Reading: Because You Asked Me About The Line Between Prose And Poetry by Howard Nemerov

Howard Nemerov (1920-1991) was a versatile American poet, known for his refined formalism (he wrote often anthologized sonnets like ‘A primer of the daily round’, as well as his wit. Here is a fine short poem about the reversibility of time:

Because you asked me about the line between prose and poetry
Sparrows were feeding in a freezing drizzle
That while you watched turned into pieces of snow
Riding a gradient invisible
From silver aslant to random, white, and slow.

There came a moment that you couldn’t tell.
And then they clearly flew instead of fell.

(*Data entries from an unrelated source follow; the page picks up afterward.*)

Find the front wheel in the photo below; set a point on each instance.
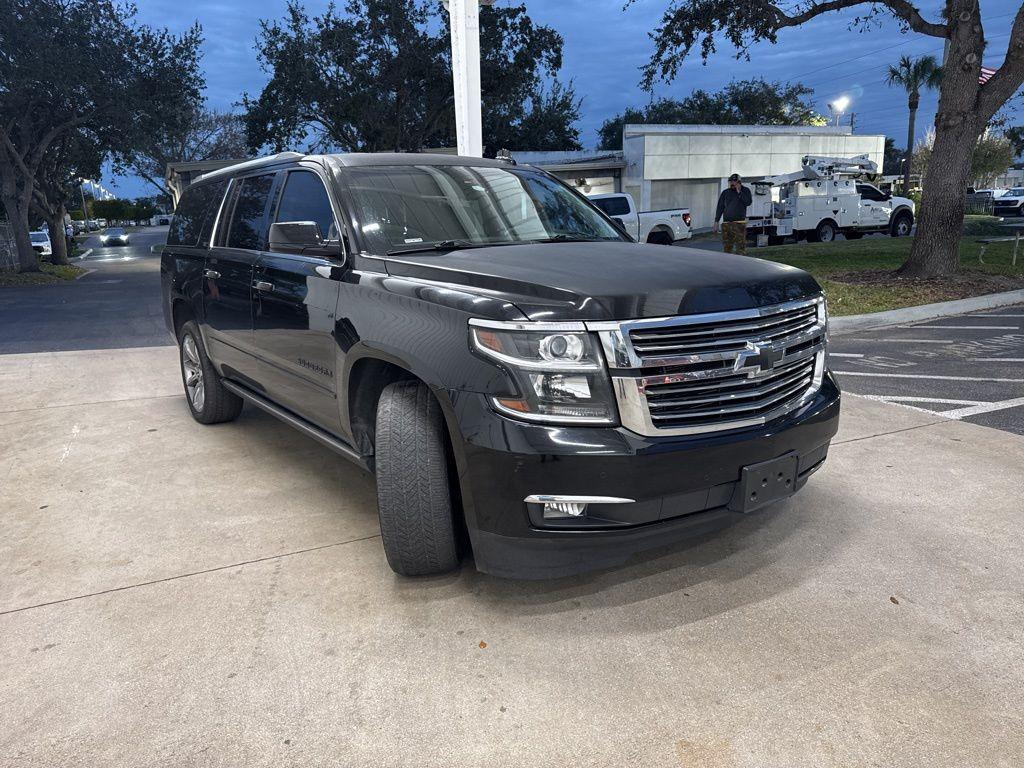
(414, 499)
(209, 401)
(902, 224)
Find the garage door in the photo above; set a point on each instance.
(700, 196)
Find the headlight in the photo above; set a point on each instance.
(557, 368)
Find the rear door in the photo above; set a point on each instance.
(227, 291)
(295, 300)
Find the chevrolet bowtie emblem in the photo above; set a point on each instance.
(755, 359)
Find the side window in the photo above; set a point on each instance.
(613, 206)
(187, 218)
(304, 199)
(247, 228)
(213, 195)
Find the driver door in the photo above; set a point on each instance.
(295, 288)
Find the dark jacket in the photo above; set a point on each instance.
(732, 204)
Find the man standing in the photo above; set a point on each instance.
(732, 212)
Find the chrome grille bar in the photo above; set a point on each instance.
(716, 372)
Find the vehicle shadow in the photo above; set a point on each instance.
(762, 555)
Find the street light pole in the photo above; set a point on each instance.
(465, 17)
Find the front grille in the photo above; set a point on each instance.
(721, 336)
(729, 397)
(720, 371)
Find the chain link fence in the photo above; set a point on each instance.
(8, 255)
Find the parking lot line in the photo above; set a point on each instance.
(925, 376)
(984, 408)
(969, 328)
(900, 341)
(912, 398)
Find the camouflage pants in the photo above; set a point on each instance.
(734, 237)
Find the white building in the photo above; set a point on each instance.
(686, 166)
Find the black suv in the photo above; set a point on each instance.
(524, 380)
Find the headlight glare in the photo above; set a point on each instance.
(557, 369)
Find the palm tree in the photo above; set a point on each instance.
(913, 75)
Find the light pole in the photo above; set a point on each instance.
(465, 17)
(839, 107)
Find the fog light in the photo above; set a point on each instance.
(563, 509)
(560, 507)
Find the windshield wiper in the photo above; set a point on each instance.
(442, 245)
(568, 238)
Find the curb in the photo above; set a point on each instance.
(855, 323)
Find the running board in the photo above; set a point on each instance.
(310, 430)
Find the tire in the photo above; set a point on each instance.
(414, 499)
(659, 238)
(901, 224)
(823, 232)
(208, 400)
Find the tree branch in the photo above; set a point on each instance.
(900, 8)
(1009, 77)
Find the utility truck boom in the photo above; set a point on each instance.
(825, 198)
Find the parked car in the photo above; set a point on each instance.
(660, 227)
(524, 381)
(1010, 204)
(114, 236)
(41, 243)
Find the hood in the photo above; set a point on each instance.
(610, 281)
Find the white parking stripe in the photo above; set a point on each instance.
(908, 398)
(969, 328)
(903, 341)
(921, 376)
(984, 408)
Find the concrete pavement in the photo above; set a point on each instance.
(179, 595)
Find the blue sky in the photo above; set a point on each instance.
(604, 48)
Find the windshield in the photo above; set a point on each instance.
(418, 207)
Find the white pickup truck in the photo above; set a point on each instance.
(659, 227)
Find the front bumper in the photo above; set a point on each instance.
(682, 485)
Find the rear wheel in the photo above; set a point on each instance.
(209, 400)
(901, 225)
(414, 500)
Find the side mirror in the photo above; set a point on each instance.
(290, 236)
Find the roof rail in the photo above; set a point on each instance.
(250, 164)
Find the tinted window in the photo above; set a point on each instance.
(612, 206)
(250, 212)
(305, 199)
(410, 206)
(195, 215)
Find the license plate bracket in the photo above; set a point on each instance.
(765, 482)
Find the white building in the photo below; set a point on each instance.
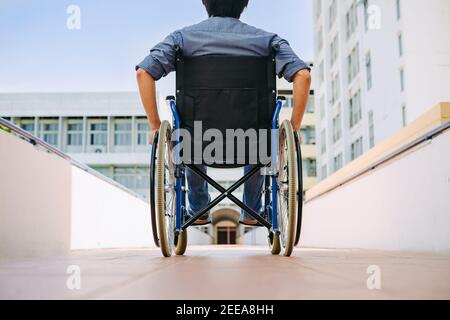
(380, 64)
(107, 131)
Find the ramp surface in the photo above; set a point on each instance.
(229, 273)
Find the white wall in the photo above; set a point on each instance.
(404, 205)
(35, 191)
(48, 207)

I like the fact that Nemerov was born on February 29th. It means that he could feel four times older or younger as he so wished. This small poem reverses the melting of snow and destruction of the flakes’ exquisite order. The sparrows are ‘riding a gradient’: the line between past and future? Between prose and poetry? The movement of the ‘you’ is backwards in time, since in the end the sparrows clearly flew instead of dropping dead. It is the result of a special kind of focusing that turns a bird feeding scene into poetry and allows us to experience time backwards.

Poetry as the magic that enables our imagination to decrease entropy, to untell a story with great precision. That might be about right.